COP 19 Conference Coverage

Kathleen Coulter

I’m sitting at the computer frantically sending emails, checking the status of our viewers, a million questions running through my head, and all the while the clock is steadily ticking. Ahmad Alhendawi, the Secretary General’s Envoy on Youth, will be walking in here any minute. I’d spent all week coordinating a virtual discussion with youth NGO representatives from all over the world, interested in hearing about our experience at COP and speaking directly with the Youth Envoy. And, due to technical difficulties, the discussion was going to turn into an awkward hour-long chat between Ahmad and I, and a few of my associates.

Fortunately, just as Ahmad was walking in the room, we connected with a few of our virtual participants. I had confirmation we were broadcasting live. More joined in throughout the hour and it ended up being a very successful program. We wanted to show the Youth Envoy that it wasn’t just the few of us present at the conference who cared. There were youth working in every country, activists and advocates working against climate change. I think he saw that and appreciated it. He said something during the chat that I thoroughly agree with. By the time any of us reach the conference, there’s not too much we can do. Governments and negotiators have already decided on a position. It’s up to us back home to take the steps we can, through grassroots movements in our local communities and countries, to change our government’s mind.

I spent the past two weeks in Warsaw, Poland attending the 9th Conference of Youth and the 19th session of the Conference of the Parties to the United Nations Framework Convention on Climate Change. I’ve had an incredible experience. I learned so much working with different members of the youth constituency, each with different messages and methods of advocacy and activism. I attended workshops and side events. I met with lead negotiators from highly influential countries and had the opportunity to share my delegation’s key messages.

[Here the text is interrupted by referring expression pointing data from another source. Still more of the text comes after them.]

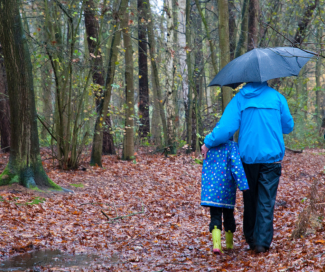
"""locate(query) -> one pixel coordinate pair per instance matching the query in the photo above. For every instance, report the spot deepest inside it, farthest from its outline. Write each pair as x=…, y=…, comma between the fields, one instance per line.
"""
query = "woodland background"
x=142, y=69
x=93, y=93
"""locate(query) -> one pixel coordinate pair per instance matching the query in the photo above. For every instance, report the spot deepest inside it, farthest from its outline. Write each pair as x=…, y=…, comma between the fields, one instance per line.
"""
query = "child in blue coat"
x=222, y=172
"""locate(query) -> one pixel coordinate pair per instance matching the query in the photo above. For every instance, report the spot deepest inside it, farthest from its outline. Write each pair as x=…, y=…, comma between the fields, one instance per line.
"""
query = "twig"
x=94, y=203
x=46, y=128
x=294, y=151
x=105, y=215
x=111, y=220
x=115, y=210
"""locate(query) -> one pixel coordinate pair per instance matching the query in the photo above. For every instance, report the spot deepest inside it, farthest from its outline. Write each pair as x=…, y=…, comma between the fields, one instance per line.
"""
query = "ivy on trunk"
x=25, y=165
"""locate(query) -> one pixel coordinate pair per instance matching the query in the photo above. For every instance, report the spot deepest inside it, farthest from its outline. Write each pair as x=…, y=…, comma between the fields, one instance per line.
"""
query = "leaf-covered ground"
x=167, y=229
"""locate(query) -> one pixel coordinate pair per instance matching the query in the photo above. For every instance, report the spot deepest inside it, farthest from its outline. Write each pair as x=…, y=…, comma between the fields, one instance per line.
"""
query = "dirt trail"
x=172, y=232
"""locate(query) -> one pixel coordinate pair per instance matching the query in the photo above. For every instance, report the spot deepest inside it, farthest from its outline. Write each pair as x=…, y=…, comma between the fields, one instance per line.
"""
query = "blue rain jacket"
x=222, y=172
x=263, y=115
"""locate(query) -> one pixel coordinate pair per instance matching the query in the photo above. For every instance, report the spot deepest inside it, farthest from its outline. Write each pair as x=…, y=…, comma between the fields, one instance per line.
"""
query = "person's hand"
x=204, y=151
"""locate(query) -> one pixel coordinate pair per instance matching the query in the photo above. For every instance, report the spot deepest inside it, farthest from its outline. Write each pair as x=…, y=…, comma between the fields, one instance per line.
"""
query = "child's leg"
x=229, y=220
x=230, y=226
x=215, y=228
x=216, y=218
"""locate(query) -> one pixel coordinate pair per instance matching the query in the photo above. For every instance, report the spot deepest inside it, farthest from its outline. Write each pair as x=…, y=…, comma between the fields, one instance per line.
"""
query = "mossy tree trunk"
x=189, y=104
x=224, y=47
x=128, y=148
x=318, y=74
x=170, y=72
x=242, y=41
x=96, y=153
x=157, y=88
x=93, y=41
x=144, y=128
x=25, y=165
x=4, y=107
x=253, y=30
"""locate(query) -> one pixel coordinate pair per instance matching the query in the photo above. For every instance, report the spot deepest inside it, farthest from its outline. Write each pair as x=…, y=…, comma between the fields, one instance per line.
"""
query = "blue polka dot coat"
x=222, y=172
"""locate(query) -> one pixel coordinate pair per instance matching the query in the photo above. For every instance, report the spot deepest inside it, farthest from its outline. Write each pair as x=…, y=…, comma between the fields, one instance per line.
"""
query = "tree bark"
x=207, y=32
x=189, y=72
x=242, y=42
x=128, y=148
x=4, y=107
x=25, y=165
x=232, y=28
x=182, y=47
x=318, y=74
x=224, y=47
x=304, y=22
x=253, y=31
x=170, y=71
x=93, y=40
x=96, y=154
x=144, y=128
x=152, y=44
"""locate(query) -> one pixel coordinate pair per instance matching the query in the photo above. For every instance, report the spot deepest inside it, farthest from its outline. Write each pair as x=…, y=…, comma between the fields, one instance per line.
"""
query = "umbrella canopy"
x=260, y=65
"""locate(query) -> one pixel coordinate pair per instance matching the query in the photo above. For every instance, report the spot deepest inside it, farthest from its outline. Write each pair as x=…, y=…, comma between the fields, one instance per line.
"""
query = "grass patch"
x=77, y=185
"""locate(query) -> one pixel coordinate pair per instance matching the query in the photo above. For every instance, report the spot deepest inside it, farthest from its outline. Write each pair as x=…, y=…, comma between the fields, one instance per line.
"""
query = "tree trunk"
x=128, y=148
x=144, y=128
x=4, y=107
x=242, y=42
x=25, y=165
x=182, y=48
x=189, y=73
x=47, y=101
x=224, y=47
x=93, y=41
x=207, y=32
x=318, y=74
x=154, y=67
x=253, y=31
x=232, y=28
x=171, y=92
x=96, y=154
x=304, y=22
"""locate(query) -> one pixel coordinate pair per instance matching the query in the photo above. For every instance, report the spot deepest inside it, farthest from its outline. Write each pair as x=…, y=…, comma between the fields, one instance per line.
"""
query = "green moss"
x=53, y=185
x=77, y=185
x=7, y=178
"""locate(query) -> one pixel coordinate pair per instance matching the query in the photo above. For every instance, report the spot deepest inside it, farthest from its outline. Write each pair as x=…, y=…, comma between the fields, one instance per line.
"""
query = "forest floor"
x=166, y=229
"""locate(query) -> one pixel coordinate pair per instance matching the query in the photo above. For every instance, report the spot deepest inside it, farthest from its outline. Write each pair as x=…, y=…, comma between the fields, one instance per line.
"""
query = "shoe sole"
x=217, y=251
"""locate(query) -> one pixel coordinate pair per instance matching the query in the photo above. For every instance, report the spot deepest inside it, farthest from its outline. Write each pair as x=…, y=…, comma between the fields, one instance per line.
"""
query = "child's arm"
x=237, y=169
x=227, y=126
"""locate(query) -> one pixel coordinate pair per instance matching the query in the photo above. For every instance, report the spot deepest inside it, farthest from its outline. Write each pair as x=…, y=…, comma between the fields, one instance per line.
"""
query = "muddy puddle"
x=54, y=259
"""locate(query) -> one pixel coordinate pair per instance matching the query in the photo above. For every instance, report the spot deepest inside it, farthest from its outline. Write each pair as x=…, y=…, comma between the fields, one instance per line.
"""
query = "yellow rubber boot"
x=229, y=240
x=216, y=239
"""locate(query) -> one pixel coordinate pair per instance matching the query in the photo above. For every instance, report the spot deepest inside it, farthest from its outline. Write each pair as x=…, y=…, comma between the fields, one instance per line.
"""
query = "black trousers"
x=263, y=180
x=228, y=219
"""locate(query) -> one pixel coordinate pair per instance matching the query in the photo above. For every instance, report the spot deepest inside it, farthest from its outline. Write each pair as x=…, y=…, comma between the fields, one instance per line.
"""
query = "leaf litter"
x=147, y=217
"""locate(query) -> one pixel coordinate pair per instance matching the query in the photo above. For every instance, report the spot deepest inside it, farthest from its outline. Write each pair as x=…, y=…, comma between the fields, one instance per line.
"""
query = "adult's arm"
x=228, y=125
x=286, y=118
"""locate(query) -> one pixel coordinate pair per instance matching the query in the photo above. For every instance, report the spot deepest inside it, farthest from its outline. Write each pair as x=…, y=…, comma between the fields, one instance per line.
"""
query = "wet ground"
x=49, y=259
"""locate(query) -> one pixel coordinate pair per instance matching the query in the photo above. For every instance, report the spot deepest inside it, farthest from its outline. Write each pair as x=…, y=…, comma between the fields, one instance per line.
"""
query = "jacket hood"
x=253, y=89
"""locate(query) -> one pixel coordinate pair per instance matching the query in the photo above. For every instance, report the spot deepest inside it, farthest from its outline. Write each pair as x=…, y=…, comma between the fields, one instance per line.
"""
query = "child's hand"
x=204, y=151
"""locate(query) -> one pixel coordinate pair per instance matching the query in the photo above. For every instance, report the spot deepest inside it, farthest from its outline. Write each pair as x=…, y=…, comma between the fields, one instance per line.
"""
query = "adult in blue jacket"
x=263, y=116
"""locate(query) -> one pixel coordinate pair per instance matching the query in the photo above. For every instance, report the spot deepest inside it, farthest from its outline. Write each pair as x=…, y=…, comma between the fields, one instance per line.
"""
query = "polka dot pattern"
x=222, y=172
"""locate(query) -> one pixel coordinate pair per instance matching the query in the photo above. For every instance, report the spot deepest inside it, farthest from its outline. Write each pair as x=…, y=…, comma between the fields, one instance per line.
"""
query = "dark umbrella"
x=259, y=65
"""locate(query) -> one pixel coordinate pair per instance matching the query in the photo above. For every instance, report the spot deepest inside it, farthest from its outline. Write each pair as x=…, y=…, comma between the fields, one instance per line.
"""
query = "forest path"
x=172, y=232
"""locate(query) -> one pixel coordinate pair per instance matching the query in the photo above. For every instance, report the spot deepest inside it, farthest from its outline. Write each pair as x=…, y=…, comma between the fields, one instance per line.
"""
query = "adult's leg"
x=250, y=202
x=267, y=188
x=229, y=220
x=216, y=218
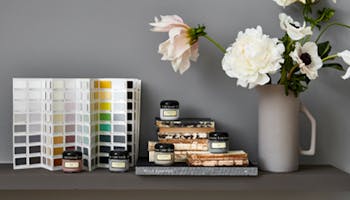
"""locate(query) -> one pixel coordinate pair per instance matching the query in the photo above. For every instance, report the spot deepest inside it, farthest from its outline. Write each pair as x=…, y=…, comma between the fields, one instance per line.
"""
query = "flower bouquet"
x=295, y=60
x=255, y=56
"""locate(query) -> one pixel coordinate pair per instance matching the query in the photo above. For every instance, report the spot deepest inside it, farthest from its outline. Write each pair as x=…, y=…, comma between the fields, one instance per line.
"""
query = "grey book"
x=145, y=168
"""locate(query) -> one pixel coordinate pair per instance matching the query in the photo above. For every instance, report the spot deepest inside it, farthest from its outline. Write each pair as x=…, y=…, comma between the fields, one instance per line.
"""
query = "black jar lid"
x=119, y=155
x=218, y=136
x=169, y=104
x=163, y=147
x=72, y=155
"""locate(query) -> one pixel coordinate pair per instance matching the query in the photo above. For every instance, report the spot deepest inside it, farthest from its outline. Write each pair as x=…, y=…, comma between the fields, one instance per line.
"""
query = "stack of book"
x=189, y=136
x=231, y=158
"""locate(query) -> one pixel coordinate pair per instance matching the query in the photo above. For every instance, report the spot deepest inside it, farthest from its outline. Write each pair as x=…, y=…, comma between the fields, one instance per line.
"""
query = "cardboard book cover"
x=186, y=122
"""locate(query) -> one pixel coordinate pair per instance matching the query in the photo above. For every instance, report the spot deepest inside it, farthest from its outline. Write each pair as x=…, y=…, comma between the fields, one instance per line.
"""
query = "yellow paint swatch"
x=95, y=106
x=58, y=140
x=95, y=95
x=48, y=151
x=58, y=118
x=58, y=129
x=57, y=151
x=105, y=84
x=96, y=84
x=105, y=106
x=105, y=95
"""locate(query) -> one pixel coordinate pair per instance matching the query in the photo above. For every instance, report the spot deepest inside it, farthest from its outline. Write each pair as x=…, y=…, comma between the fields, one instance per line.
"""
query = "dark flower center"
x=306, y=58
x=295, y=26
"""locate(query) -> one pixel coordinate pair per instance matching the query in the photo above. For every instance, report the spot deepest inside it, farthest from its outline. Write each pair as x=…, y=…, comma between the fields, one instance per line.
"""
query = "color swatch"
x=90, y=115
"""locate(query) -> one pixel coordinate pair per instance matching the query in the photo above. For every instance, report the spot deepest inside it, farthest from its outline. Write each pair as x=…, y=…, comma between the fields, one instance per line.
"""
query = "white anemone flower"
x=307, y=58
x=293, y=28
x=345, y=55
x=285, y=3
x=252, y=57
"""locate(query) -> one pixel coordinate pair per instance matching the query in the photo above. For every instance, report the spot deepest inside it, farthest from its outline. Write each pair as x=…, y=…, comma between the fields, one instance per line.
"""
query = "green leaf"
x=336, y=66
x=325, y=15
x=324, y=49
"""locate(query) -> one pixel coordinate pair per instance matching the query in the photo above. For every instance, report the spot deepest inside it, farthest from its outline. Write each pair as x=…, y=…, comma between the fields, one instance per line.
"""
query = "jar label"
x=118, y=165
x=169, y=113
x=164, y=157
x=218, y=145
x=71, y=164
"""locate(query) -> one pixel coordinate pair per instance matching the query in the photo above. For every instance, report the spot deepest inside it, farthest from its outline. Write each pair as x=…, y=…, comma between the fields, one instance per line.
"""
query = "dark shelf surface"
x=308, y=178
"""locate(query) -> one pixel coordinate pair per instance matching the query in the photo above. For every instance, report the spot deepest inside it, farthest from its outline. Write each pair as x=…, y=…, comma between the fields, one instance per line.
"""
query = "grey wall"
x=105, y=38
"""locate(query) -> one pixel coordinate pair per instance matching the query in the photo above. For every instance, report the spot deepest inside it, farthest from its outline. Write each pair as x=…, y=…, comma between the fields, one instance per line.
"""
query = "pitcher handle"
x=311, y=150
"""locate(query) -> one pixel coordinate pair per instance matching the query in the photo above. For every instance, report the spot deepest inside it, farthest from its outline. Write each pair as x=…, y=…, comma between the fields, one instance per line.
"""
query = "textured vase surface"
x=278, y=138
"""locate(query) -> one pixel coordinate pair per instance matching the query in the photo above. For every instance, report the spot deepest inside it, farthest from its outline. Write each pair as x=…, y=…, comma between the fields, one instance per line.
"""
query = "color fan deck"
x=90, y=115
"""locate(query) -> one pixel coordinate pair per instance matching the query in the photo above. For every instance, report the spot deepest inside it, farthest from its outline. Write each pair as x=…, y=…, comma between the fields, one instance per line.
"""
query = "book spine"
x=179, y=124
x=195, y=171
x=189, y=146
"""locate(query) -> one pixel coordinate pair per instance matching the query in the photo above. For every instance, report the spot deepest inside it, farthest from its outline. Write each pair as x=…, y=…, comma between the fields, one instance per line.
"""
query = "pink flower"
x=179, y=48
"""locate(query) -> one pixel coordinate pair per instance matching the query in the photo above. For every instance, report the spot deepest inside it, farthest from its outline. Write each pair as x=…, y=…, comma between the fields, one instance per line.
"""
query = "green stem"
x=329, y=57
x=289, y=76
x=222, y=49
x=327, y=27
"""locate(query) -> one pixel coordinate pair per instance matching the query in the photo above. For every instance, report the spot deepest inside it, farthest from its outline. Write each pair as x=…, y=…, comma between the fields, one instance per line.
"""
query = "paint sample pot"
x=218, y=142
x=164, y=154
x=118, y=161
x=72, y=161
x=169, y=110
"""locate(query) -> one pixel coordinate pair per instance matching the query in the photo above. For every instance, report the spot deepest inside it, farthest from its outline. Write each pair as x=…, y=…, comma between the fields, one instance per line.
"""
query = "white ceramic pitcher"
x=278, y=141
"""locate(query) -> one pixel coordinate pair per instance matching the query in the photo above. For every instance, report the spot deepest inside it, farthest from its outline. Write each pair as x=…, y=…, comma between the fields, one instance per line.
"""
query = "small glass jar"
x=218, y=142
x=169, y=110
x=164, y=154
x=119, y=161
x=72, y=161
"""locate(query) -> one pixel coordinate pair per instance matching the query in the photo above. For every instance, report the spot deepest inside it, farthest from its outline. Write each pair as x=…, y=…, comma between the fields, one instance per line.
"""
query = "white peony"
x=252, y=56
x=345, y=55
x=177, y=48
x=285, y=3
x=307, y=58
x=293, y=28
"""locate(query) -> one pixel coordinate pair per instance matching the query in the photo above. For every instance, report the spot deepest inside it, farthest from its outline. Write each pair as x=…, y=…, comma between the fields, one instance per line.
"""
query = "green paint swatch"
x=105, y=117
x=105, y=138
x=105, y=127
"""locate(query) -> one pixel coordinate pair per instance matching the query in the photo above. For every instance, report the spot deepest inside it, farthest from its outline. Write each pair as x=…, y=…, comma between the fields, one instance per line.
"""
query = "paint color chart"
x=93, y=116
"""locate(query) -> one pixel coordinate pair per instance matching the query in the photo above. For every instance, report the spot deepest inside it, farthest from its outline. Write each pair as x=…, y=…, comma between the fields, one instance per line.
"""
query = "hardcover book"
x=187, y=122
x=145, y=168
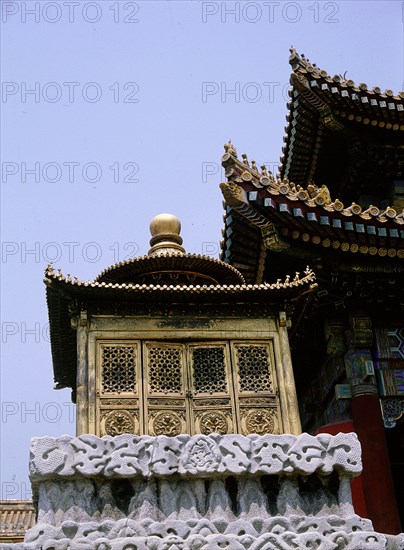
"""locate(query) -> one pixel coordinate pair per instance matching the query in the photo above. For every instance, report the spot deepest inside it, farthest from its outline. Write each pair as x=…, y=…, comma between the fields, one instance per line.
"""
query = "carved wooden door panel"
x=165, y=389
x=212, y=396
x=256, y=387
x=118, y=388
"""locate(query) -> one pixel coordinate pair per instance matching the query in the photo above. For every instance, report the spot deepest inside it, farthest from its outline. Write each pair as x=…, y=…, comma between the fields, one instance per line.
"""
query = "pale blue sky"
x=168, y=126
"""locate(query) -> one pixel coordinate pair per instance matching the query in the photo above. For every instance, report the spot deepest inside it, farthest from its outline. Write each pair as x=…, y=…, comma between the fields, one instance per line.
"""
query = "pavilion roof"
x=257, y=203
x=341, y=133
x=67, y=297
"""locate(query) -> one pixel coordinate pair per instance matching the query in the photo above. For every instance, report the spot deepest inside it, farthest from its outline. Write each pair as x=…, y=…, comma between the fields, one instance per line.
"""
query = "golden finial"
x=165, y=230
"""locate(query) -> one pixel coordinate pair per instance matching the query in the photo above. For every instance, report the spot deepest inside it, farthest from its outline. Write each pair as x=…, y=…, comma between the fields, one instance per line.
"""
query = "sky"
x=115, y=111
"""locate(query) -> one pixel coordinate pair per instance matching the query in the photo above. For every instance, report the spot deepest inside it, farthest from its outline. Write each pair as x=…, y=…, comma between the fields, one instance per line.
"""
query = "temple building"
x=174, y=343
x=253, y=401
x=337, y=205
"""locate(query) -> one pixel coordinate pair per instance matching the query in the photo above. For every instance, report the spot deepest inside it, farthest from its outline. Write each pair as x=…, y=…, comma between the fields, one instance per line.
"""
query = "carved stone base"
x=200, y=493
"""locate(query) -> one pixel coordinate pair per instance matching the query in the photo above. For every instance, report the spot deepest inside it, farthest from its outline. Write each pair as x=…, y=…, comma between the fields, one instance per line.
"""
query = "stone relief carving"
x=166, y=423
x=198, y=493
x=90, y=455
x=119, y=422
x=259, y=421
x=214, y=422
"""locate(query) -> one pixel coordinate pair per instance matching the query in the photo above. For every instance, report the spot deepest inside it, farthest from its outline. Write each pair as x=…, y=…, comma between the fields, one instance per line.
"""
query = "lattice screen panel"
x=165, y=370
x=209, y=370
x=254, y=369
x=118, y=368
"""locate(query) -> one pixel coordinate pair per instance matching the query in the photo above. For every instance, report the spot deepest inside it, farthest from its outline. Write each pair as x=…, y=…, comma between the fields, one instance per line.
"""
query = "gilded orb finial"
x=165, y=230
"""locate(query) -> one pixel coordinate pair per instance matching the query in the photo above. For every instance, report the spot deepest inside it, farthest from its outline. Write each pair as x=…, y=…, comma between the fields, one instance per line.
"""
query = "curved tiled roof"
x=66, y=297
x=334, y=124
x=310, y=195
x=138, y=289
x=205, y=268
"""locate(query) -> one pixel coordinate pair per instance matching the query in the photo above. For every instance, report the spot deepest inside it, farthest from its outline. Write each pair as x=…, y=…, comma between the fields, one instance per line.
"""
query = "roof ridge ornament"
x=165, y=230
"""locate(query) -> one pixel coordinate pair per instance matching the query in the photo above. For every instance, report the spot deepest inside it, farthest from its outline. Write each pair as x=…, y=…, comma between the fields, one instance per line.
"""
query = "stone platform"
x=201, y=492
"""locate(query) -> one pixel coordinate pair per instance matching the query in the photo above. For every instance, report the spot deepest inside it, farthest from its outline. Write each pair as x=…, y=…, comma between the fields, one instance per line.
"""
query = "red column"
x=358, y=497
x=376, y=477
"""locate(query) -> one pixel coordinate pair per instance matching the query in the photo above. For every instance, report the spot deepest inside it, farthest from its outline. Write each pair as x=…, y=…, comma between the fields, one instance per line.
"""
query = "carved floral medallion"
x=214, y=422
x=259, y=421
x=119, y=422
x=166, y=423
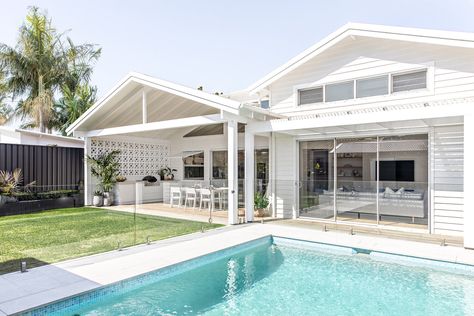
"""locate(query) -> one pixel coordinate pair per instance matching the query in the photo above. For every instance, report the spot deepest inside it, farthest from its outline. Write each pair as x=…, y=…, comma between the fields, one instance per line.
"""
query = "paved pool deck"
x=40, y=286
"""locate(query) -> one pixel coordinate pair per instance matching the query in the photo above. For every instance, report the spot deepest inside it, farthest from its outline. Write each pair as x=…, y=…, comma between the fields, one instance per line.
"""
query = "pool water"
x=272, y=279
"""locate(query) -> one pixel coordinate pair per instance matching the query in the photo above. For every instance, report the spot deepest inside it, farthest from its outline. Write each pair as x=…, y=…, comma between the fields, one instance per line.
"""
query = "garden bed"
x=24, y=203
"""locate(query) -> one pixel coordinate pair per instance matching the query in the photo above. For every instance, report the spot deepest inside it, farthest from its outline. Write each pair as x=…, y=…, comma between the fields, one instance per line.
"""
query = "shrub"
x=261, y=201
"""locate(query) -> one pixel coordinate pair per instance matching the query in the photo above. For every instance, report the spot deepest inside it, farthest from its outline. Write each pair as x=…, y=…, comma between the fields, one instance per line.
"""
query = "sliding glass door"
x=356, y=194
x=403, y=179
x=316, y=185
x=374, y=180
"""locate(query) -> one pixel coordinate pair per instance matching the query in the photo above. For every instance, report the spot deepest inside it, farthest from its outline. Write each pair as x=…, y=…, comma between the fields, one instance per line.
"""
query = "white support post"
x=87, y=174
x=233, y=185
x=249, y=176
x=468, y=185
x=144, y=107
x=272, y=179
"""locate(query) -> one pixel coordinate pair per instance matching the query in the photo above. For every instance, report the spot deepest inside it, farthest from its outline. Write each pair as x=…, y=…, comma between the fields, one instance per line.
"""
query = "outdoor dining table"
x=220, y=191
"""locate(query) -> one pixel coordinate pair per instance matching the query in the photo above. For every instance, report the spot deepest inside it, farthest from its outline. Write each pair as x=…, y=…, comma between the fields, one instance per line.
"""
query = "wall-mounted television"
x=397, y=170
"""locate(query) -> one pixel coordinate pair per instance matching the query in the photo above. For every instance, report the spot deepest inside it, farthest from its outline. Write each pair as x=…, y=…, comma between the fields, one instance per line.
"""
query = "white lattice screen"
x=135, y=159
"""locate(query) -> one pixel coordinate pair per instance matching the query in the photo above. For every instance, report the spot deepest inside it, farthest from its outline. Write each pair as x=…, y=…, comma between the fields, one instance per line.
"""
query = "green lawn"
x=57, y=235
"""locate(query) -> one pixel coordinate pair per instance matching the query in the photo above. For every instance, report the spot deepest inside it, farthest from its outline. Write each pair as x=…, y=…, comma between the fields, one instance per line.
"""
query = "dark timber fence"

As a representative of the World Association of Girl Guides and Girl Scouts, it was my objective to show the necessity of capacity building to any deal addressing climate change. Without essential skills or knowledge, how can any community be expected to implement policy? Furthermore, capacity building must be directed at young women and girls, a demographic disproportionately affected by climate change. Natural disasters and scarce resources exacerbate existing inequalities. But women and girls are in a unique position to address climate change issues. They are often responsible for gathering water and food, and make up the majority of the agricultural workforce in many countries. By targeting women and girls, we can truly improve methods of mitigation and adaption.

Looking back, I’m pleased with how far I spread this message. I think everyone I spoke with understood that capacity building is the foundation to any solution. Everything comes down to what we do at home however. Everything you do here makes a difference and contributes to a successful deal in 2015.